¹ Notre-Dame — собор Парижской Богоматери. 

² Блаженный Васька — собор Василия Блаженного. 

³ «Signe de Zoro» — «Знак Зоро» — фильм.

⁴ Boulmiche — бульвар в Париже.
Город 

Один Париж — 
      адвокатов, 
           казарм, 
другой — 
       без казарм и без Эррио¹. 
Не оторвать 
      от второго 
         глаза — 
от этого города серого. 
Со стен обещают: 
        «Un verre de Koto 
donne de I’energie»². 
Вином любви 
      каким 
         и кто 
мою взбудоражит жизнь? 
Может, 
   критики 
         знают лучше. 
Может, 
   их 
         и слушать надо. 
Но кому я, к чёрту, попутчик!³ 
Ни души 
      не шагает 
         рядом. 
Как раньше, 
     свой 
        раскачивай горб 
впереди 
   поэтовых арб — 
неси, 
   один, 
      и радость, 
          и скорбь, 
и прочий 
       людской скарб. 
Мне скучно 
     здесь 
        одному 
           впереди, — 
поэту 
   не надо многого, — 
пусть 
   только 
      время 
         скорей родит 
такого, как я, 
      быстроногого. 
Мы рядом 
   пойдём 
       дорожной пыльцой. 
Одно 
   желанье 
      пучит: 
мне скучно — 
      желаю 
         видеть в лицо, 
кому это 
      я 
      попутчик?! 
«Je suis un chameau»⁴, 
         в плакате стоят 
литеры, 
   каждая — фут. 
Совершенно верно: 
       «je suis», — 
             это 
                  «я», 
а «chameau» — 
      это 
             «я верблюд». 
Лиловая туча, 
      скорей нагнись, 
меня 
   и Париж полей, 
чтоб только 
      скорей 
         зацвели огни 
длиной 
   Елисейских полей. 
Во всё огонь — 
         и небу в темь 
и в чернь промокшей пыли. 
В огне 
   жуками 
      всех систем 
жужжат 
   автомобили. 
Горит вода, 
      земля горит, 
горит 
   асфальт 
      до жжения, 
как будто 
       зубрят 
         фонари 
таблицу умножения. 
Площадь 
     красивей 
       и тысяч 
           дам-болонок. 
Эта площадь 
     оправдала б 
          каждый город. 
Если б был я 
     Вандомская колонна⁵, 
я б женился 
      на Place de la Concorde⁶. 

1925 г.

¹ Эдуар Эррио (1872–1957) — французский государственный и политический деятель, председатель партии радикалов, в разные годы занимал пост премьер–министра Франции.
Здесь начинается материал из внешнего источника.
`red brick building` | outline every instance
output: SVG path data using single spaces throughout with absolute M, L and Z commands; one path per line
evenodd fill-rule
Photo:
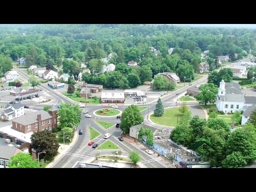
M 48 111 L 40 110 L 14 119 L 12 128 L 24 133 L 56 129 L 58 108 L 52 105 Z

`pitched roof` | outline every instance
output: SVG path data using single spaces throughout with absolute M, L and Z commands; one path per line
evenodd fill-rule
M 245 103 L 246 104 L 256 104 L 256 97 L 252 96 L 244 96 Z
M 245 111 L 244 112 L 242 115 L 250 116 L 252 112 L 256 109 L 256 106 L 248 106 Z

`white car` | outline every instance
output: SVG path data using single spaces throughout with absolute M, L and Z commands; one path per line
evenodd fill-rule
M 153 154 L 154 153 L 154 152 L 153 152 L 152 150 L 149 150 L 148 149 L 147 149 L 146 150 L 146 152 L 147 153 L 148 153 L 148 154 L 149 154 L 150 155 L 152 155 L 152 154 Z

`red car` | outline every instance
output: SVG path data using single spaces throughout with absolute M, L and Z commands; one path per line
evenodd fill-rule
M 93 141 L 91 141 L 90 142 L 89 142 L 89 143 L 88 144 L 88 145 L 93 145 L 94 143 L 94 142 Z

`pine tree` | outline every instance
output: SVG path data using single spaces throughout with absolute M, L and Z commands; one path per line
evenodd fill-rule
M 164 114 L 164 106 L 160 98 L 157 101 L 157 104 L 156 105 L 156 109 L 154 111 L 154 114 L 156 116 L 160 116 Z

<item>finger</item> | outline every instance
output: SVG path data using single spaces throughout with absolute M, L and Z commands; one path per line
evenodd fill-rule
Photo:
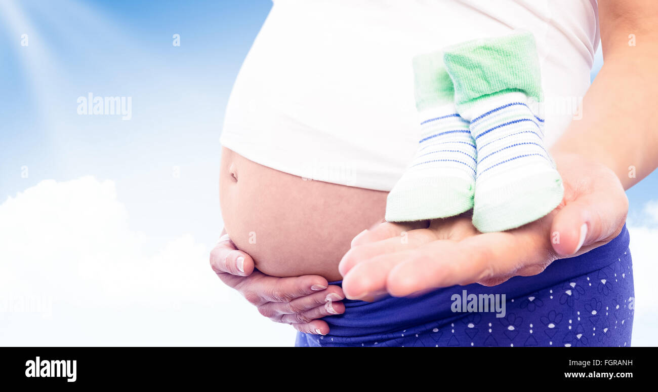
M 210 264 L 216 273 L 248 276 L 253 272 L 251 256 L 238 250 L 228 235 L 222 236 L 210 253 Z
M 236 289 L 247 298 L 255 298 L 253 304 L 261 306 L 265 302 L 290 301 L 326 289 L 327 280 L 316 275 L 291 277 L 275 277 L 261 275 L 255 280 L 245 279 Z
M 380 241 L 386 238 L 400 237 L 401 233 L 416 229 L 426 229 L 429 225 L 428 221 L 394 223 L 384 222 L 374 229 L 364 230 L 352 239 L 352 246 L 358 246 L 369 242 Z
M 398 233 L 392 237 L 376 242 L 353 246 L 341 259 L 338 264 L 338 271 L 344 277 L 355 266 L 365 260 L 383 254 L 414 249 L 437 239 L 436 233 L 428 229 L 417 229 L 402 233 L 402 236 Z
M 293 323 L 292 326 L 299 332 L 311 335 L 329 333 L 329 325 L 322 320 L 313 320 L 310 323 Z
M 420 290 L 507 277 L 529 265 L 543 270 L 553 259 L 547 249 L 542 250 L 542 246 L 549 247 L 547 242 L 542 244 L 542 234 L 530 227 L 482 234 L 458 242 L 434 241 L 396 266 L 388 275 L 386 288 L 392 295 L 403 296 Z
M 343 279 L 343 293 L 349 299 L 369 300 L 388 288 L 391 271 L 398 264 L 413 257 L 415 250 L 382 254 L 359 263 Z
M 310 310 L 294 314 L 284 314 L 281 318 L 281 322 L 288 323 L 309 323 L 314 320 L 322 318 L 326 316 L 334 316 L 345 312 L 345 305 L 343 302 L 329 301 L 324 305 L 317 306 Z
M 579 196 L 567 203 L 553 220 L 553 249 L 560 256 L 569 256 L 603 244 L 601 242 L 621 232 L 628 210 L 628 200 L 623 192 L 595 190 Z
M 338 286 L 331 285 L 326 290 L 299 297 L 290 302 L 267 302 L 259 308 L 259 311 L 265 317 L 302 313 L 324 305 L 329 301 L 340 301 L 343 298 L 343 290 Z

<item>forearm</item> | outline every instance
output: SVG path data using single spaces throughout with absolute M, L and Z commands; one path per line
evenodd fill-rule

В 1922 году приезжал в Москву, чтобы подготовить условия для восстановления дипломатических отношений между СССР и Францией, в 1924 году отношения были восстановлены. 
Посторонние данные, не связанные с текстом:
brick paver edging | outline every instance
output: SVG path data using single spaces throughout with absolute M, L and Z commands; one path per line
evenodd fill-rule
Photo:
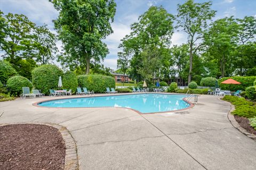
M 64 126 L 57 124 L 41 123 L 41 122 L 27 122 L 27 123 L 4 123 L 0 124 L 0 126 L 10 124 L 36 124 L 44 125 L 50 126 L 56 128 L 61 134 L 63 140 L 65 142 L 66 156 L 65 170 L 77 170 L 79 169 L 78 159 L 77 158 L 77 152 L 76 144 L 73 137 L 69 131 Z
M 224 101 L 224 100 L 222 100 L 222 101 Z M 225 101 L 227 102 L 226 101 Z M 249 133 L 245 129 L 242 128 L 239 125 L 238 123 L 236 122 L 236 120 L 235 119 L 235 117 L 234 117 L 234 115 L 231 114 L 232 111 L 235 110 L 235 106 L 231 105 L 229 102 L 228 103 L 230 104 L 230 110 L 229 110 L 228 114 L 228 118 L 229 120 L 229 122 L 230 122 L 230 123 L 235 128 L 237 129 L 241 132 L 243 133 L 244 134 L 246 135 L 250 138 L 256 141 L 256 135 L 253 134 Z

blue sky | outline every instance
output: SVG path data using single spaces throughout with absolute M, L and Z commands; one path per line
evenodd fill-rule
M 106 66 L 116 69 L 117 48 L 120 40 L 129 34 L 131 24 L 138 21 L 139 15 L 145 12 L 151 5 L 162 5 L 168 12 L 175 15 L 178 4 L 183 4 L 185 0 L 116 0 L 116 13 L 114 22 L 111 24 L 114 33 L 104 41 L 108 45 L 109 54 L 103 63 Z M 196 2 L 208 1 L 196 0 Z M 235 16 L 242 18 L 245 16 L 256 17 L 256 0 L 213 0 L 212 8 L 217 11 L 213 20 L 225 16 Z M 0 0 L 0 9 L 4 14 L 9 12 L 23 14 L 37 25 L 44 23 L 55 33 L 52 20 L 58 15 L 58 12 L 48 0 Z M 173 45 L 186 42 L 187 36 L 183 32 L 175 31 L 171 41 Z M 58 42 L 60 48 L 61 42 Z M 59 64 L 58 64 L 59 65 Z

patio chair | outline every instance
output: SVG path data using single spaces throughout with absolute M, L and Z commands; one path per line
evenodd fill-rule
M 111 88 L 111 92 L 112 92 L 113 94 L 115 94 L 117 92 L 117 91 L 115 91 L 115 89 L 112 88 Z
M 229 95 L 231 96 L 231 93 L 230 90 L 225 90 L 224 91 L 224 96 Z
M 225 96 L 225 91 L 224 90 L 220 90 L 217 93 L 217 96 Z
M 33 92 L 33 94 L 35 95 L 35 97 L 36 96 L 39 96 L 39 97 L 44 97 L 44 94 L 41 94 L 40 92 L 39 92 L 38 90 L 32 90 L 32 91 Z
M 137 87 L 137 91 L 136 91 L 136 92 L 141 92 L 139 87 Z
M 85 95 L 91 95 L 91 92 L 88 91 L 86 87 L 83 87 L 83 90 L 84 90 L 84 92 Z
M 106 94 L 110 94 L 110 93 L 113 93 L 113 92 L 110 91 L 109 87 L 106 87 L 106 89 L 107 89 L 107 91 L 106 91 Z
M 77 87 L 76 90 L 77 90 L 77 92 L 76 92 L 76 95 L 85 95 L 85 93 L 84 92 L 82 92 L 81 87 Z
M 22 87 L 22 94 L 20 95 L 20 98 L 26 99 L 26 96 L 29 96 L 31 97 L 35 97 L 35 94 L 30 94 L 30 90 L 28 87 Z
M 66 96 L 67 96 L 67 95 L 69 95 L 69 96 L 72 95 L 72 90 L 71 89 L 69 89 L 69 90 L 67 91 L 66 92 Z
M 236 92 L 234 93 L 234 96 L 240 96 L 240 94 L 242 93 L 243 91 L 240 90 L 236 90 Z
M 58 92 L 56 92 L 55 90 L 50 89 L 50 96 L 60 96 L 60 94 Z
² «Un verre de Koto donne de I’energie» — Стакан Кото даёт энергию. 

³ Но кому я, к чёрту, попутчик! — Попутчиками в 20–е годы называли писателей, которые сотрудничали с советской властью, но не стали ещё на позицию пролетарской идеологии и в литературной полемике и критике тех лет термин этот применялся очень произвольно. Так, деятели ВАПП причисляли к «попутчикам» и Маяковского. Возражая против этого, 6 апреля 1925 года на диспуте «О разногласиях в литературной политике», Маяковский говорил: «Не ярлыком решается вопрос о «пролетарственности» писателя, а литературным соревнованием. Надо сорвать ярлыки, перетряхнуть патенты, тогда слово «пролет–поэт» получит смысл». 

Впоследствии, в 1928 году, на одном из литературных вечеров Маяковский заявил: «Я считаю себя пролетарским поэтом, а пролетарских поэтов ВАППа — себе попутчиками». 

⁴ «Je suis un chameau» — Я верблюд. 

⁵ Вандомская колонна — памятник Наполеону I на Вандомской площади в Париже. 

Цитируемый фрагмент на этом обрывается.